Solving the Bellman Equation

• the Bellman equation is a linear equation
• it can be solved directly:
$$v = \mathcal{R} + \gamma \mathcal{P} v \\ (I - \gamma \mathcal{P})v = \mathcal{R} \\ v = (I - \gamma \mathcal{P})^{-1} \mathcal{R}$$
• computational complexity is $O(n^3)$ for $n$ states
• direct solution only possible for small MRPs
• many iterative methods for large MRPs, eg:
• dynamic programming
• monte-carlo evaluation
• temporal-difference learning

Markov Decision Process

A Markov decision process (MDP) is a Markov reward process with decisions. It is an environment in which all states are Markov.

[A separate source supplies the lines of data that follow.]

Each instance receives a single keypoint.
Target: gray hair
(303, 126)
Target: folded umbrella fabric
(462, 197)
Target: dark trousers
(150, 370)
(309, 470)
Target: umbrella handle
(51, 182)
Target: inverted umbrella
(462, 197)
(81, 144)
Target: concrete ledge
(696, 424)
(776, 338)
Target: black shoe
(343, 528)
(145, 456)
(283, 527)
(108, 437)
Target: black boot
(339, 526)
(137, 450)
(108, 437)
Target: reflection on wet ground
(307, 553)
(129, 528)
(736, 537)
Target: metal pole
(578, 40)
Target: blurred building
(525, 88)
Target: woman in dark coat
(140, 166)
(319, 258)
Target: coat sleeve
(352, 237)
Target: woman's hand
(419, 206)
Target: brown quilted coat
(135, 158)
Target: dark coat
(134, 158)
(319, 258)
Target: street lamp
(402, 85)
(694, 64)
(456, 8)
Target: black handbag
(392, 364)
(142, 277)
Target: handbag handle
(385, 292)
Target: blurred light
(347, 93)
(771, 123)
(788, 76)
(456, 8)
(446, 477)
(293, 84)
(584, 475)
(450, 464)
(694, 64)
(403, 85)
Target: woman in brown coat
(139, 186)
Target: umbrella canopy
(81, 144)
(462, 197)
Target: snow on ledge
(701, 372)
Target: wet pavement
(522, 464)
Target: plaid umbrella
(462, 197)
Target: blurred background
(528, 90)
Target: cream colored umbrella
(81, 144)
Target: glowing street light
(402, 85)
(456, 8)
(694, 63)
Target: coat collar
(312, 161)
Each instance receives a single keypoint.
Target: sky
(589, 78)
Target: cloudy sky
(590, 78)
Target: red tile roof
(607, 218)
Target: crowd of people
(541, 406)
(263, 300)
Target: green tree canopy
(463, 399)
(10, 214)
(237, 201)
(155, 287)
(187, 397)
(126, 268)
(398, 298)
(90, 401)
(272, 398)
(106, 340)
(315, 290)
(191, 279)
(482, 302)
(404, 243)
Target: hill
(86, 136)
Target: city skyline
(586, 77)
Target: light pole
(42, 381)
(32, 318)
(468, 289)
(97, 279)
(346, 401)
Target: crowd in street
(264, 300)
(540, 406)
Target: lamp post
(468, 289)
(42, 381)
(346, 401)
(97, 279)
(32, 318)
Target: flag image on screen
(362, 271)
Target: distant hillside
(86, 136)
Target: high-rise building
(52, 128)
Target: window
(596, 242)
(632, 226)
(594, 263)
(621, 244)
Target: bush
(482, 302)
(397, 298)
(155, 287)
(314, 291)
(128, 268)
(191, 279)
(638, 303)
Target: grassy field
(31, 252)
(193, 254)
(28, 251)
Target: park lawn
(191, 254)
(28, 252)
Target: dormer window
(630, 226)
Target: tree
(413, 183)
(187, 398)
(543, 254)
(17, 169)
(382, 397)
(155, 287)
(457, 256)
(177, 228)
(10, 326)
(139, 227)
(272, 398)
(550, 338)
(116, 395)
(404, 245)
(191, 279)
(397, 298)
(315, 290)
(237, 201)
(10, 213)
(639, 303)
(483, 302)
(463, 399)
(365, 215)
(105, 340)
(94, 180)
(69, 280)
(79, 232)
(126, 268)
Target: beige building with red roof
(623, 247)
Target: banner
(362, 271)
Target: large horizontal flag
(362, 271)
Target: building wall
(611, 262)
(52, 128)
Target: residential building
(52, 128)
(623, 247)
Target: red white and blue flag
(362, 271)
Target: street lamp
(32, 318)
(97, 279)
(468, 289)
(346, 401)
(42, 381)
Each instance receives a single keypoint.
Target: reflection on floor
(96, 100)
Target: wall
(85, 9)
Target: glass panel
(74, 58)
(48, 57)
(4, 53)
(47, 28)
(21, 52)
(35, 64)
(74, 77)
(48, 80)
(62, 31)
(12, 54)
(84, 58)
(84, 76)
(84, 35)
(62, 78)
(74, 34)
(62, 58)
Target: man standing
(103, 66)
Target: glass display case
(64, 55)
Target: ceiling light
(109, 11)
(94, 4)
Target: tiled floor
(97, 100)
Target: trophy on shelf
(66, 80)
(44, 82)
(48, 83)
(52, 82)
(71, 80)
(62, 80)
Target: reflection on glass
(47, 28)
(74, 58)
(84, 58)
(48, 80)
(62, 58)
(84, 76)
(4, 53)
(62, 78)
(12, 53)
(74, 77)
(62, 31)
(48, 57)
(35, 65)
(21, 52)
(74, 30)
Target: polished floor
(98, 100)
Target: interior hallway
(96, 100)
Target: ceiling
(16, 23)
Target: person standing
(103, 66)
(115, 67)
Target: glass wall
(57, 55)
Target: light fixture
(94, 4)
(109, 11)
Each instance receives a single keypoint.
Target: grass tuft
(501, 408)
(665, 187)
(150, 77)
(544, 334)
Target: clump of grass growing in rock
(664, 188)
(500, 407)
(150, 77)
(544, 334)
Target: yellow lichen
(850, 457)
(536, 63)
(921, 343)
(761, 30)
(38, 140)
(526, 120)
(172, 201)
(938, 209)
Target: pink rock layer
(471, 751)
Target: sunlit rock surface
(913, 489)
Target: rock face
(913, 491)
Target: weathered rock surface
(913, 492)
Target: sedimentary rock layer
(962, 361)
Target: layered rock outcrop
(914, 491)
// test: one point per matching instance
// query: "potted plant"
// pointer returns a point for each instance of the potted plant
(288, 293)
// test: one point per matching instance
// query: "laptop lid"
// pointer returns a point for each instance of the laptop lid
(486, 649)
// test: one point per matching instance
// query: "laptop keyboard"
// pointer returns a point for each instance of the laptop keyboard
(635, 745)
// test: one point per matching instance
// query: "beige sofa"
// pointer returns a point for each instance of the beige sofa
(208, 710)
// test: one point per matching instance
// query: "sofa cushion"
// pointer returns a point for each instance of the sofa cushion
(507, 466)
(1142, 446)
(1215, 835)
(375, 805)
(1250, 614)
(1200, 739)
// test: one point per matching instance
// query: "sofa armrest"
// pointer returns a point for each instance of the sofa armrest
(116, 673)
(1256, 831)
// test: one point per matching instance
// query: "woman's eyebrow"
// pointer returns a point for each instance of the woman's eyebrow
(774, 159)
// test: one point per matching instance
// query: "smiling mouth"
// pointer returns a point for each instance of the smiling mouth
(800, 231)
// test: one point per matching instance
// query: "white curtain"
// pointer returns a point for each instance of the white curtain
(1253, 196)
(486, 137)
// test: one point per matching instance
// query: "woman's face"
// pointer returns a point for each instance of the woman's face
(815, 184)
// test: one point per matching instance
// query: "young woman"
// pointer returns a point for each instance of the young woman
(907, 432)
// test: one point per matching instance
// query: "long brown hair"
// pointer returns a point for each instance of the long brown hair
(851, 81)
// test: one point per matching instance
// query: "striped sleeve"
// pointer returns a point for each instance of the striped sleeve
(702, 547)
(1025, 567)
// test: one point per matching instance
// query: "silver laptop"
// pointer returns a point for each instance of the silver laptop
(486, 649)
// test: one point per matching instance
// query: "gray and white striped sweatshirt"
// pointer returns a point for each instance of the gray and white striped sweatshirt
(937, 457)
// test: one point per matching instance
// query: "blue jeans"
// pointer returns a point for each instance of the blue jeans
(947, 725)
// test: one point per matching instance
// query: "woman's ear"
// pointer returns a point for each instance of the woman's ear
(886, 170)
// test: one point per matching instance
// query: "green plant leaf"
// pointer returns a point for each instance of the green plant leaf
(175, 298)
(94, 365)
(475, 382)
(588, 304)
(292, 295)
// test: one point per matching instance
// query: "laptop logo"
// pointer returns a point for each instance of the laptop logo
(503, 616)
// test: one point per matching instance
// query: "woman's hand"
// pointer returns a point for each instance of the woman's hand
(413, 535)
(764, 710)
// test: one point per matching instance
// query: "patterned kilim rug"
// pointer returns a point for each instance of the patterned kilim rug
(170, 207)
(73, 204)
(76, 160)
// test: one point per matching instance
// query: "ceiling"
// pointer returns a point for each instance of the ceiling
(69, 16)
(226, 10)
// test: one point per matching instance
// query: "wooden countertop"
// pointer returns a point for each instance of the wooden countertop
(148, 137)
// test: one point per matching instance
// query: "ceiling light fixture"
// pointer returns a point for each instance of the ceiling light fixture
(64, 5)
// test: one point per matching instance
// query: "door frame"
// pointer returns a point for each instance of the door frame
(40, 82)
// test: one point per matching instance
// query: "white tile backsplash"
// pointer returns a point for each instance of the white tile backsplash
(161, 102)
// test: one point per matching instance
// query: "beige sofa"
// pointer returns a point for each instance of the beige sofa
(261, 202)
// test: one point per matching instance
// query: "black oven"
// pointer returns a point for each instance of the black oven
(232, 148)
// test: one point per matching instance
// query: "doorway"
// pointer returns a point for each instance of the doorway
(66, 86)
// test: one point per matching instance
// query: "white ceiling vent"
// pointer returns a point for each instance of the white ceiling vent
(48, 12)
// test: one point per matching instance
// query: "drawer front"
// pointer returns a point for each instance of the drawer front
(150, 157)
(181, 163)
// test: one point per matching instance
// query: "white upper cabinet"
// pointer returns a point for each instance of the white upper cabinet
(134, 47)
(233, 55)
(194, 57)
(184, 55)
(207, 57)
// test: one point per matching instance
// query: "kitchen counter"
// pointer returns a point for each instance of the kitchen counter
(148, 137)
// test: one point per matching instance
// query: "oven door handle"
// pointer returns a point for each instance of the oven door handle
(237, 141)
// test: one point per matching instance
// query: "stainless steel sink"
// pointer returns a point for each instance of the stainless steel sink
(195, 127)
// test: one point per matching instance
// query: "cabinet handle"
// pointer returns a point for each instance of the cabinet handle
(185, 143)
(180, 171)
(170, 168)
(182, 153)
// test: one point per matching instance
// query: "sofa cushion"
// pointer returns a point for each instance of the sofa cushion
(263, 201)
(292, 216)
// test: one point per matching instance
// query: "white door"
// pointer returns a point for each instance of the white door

A Markov Decision Process is a tuple $<\mathcal{S}, \mathcal{A}, \mathcal{P}, \mathcal{R}, \gamma>$

• $\mathcal{S}$ is a finite set of states
• $\mathcal{A}$ is a finite set of actions
• $\mathcal{P}$ is a state transition probability matrix, $\mathcal{P}^a_{ss'} = P(S_{t+1} = s' \mid S_t = s, A_t = a)$
• $\mathcal{R}$ is a reward function, $\mathcal{R}_s^a = \mathbb{E}[R_{t+1} \mid S_t = s, A_t =a ]$
• $\gamma$ is a discount factor $\gamma \in [0,1]$

Policies

A policy $\pi$ is a distribution over actions given states,

$$\pi(a \mid s) = P(A_t = a \mid S_t = s)$$
• a policy fully defines the behavior of an agent
• MDP policies depend on the current state (not the history)
• ie policies are stationary (time-independent), $A_T \sim \pi(\cdot \mid S_t), \forall t > 0$

Policies (2)

• given an MDP $\mathcal{M} = <\mathcal{S}, \mathcal{A}, \mathcal{P}, \mathcal{R}, \gamma>$ and a policy $\pi$
• the state sequence $S_1, S_2, \dots$ is a Markov process $<\mathcal{S}, \mathcal{P}^\pi>$
• the state and reward sequence $S_1, R_2, S_2, \dots$ is a Markov reward process $<\mathcal{S}, \mathcal{P}^\pi, \mathcal{R}^\pi, \gamma>$, where:
$$\mathcal{P}_{s,s'}^\pi = \sum_{a \in \mathcal{A}} \pi(a \mid s ) \mathcal{P}_{ss'}^a \\ \mathcal{R}_{s}^\pi = \sum_{a \in \mathcal{A}} \pi(a \mid s ) \mathcal{R}_{s}^a$$

Value function

The state-value function $v_\pi(s)$ of an MDP is the expected return starting from state $s$, and then following policy $\pi$

$$v_\pi(s) = \mathbb{E}_\pi[G_t \mid S_t = s]$$

The action-value function $q_\pi(s, a)$ is the expected return starting from state $s$, taking action $a$, and then following policy $\pi$

$$q_\pi(s, a) = \mathbb{E}_\pi[G_t \mid S_t = s, A_t = a]$$

Bellman Expectation Equation

For value function:

$$v_\pi(s) = \mathbb{E}[ R_{t+1} + \gamma v_\pi(S_{t+1}) \mid S_t = s ]$$

action-value function:

$$q_\pi(s, a) = \mathbb{E}[ R_{t+1} + \gamma q_\pi(S_{t+1}, A_{t+1}) \mid S_t = s, A_t = a ]$$$$v_\pi(s) = \sum_{a \in \mathcal{A}} \pi(s, a)\, q_\pi(s, a)$$$$q_\pi(s, a) = \mathcal{R}_s^a + \gamma \sum_{s' \in \mathcal{S}} \mathcal{P}_{ss'}^a v_\pi(s')$$
$$q_\pi(s, a) = \mathcal{R}^a_s + \gamma \sum_{s' \in \mathcal{S}} \mathcal{P}^a_{ss'} \sum_{a' \in \mathcal{A}} \pi(s', a')\, q_\pi(s', a')$$
$$v_\pi(s) = \sum_{a \in \mathcal{A}} \pi(s,a) \left( \mathcal{R}_s^a + \gamma \sum_{s' \in \mathcal{S}} \mathcal{P}^a_{ss'} v_\pi(s') \right)$$

Bellman Expectation Equation (matrix form)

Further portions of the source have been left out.